Дядя бил его скорее за эти злобные выходки, чем за его вранье, наглость и лень. Не думайте, что это были настоящие жестокие побои. Коричневая рука Доминика медленно, с достоинством описывала в воздухе широкий горизонтальный жест — и Цезарь валился с ног, как кегля. Это было очень смешно. Но, упав, он извивался и корчился на палубе, скрипел зубами в бессильной ярости — и это было уже страшно. А частенько Цезарь пугал нас, исчезая внезапно и бесследно. Это истинная правда. Чтобы избежать величественных подзатыльников дяди, Цезарь убегал вниз и исчезал. Исчезал весь целиком без остатка в открытом люке, или лазе, или за поставленным один на другой бочонками — в зависимости от того, в каком месте его застиг могучий кулак дяди.

Как-то раз — это было в старой гавани, перед самым уходом «Тремолино» в его последний рейс — Цезарь таким образом перемахнул через борт и скрылся, сильно смутив меня этим. Мы с Домиником стояли на корме, занятые деловым разговором, а Цезарь притаился за моей спиной и подслушивал — в числе его достоинств была и такая привычка, он был форменный шпион.

Услышав тяжелый всплеск за бортом, я от ужаса прирос к месту. Доминик же спокойно подошел к поручням и, перегнувшись через борт, подождал, пока голова его злосчастного пленника не вынырнула на поверхность.

— Эй, Цезарь! — пренебрежительно крикнул он фыркавшему и захлебывавшемуся мальчишке. — Хватайся за швартов падаль чертова!

Он вернулся ко мне, чтобы докончить прерванный разговор.

— Что же будет с Цезарем? — спросил я с беспокойством.
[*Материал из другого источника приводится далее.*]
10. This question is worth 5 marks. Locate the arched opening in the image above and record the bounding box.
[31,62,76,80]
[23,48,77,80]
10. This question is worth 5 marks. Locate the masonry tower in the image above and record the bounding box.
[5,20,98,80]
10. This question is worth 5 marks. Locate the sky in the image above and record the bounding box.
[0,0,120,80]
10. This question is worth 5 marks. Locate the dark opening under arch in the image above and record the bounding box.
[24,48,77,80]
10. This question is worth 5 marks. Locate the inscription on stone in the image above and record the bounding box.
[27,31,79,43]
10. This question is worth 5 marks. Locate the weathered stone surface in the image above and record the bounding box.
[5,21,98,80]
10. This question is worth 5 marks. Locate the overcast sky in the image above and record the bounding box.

— Каналья! Пусть повисит там на канате, — ответил Доминик и спокойно перешел к делу. Я же тщетно старался не думать о Цезаре, барахтавшемся по уши в воде старой гавани, этом настое из накопленных здесь веками отбросов с кораблей. Я пытался выкинуть из головы эту картину, потому что она вызывала тошноту. Наконец, Доминик, кликнув незанятого боцмана, послал его выуживать племянника. И через некоторое время Цезарь поднялся на палубу. Он весь дрожал, с него ручьями текла грязная вода, в волосах застряла гнилая солома, а на плече — грязная апельсинная корка. Зубы у него стучали, желтые глаза мрачно косили в нашу сторону, когда он проходил мимо. Я счел своим долгом выразить протест.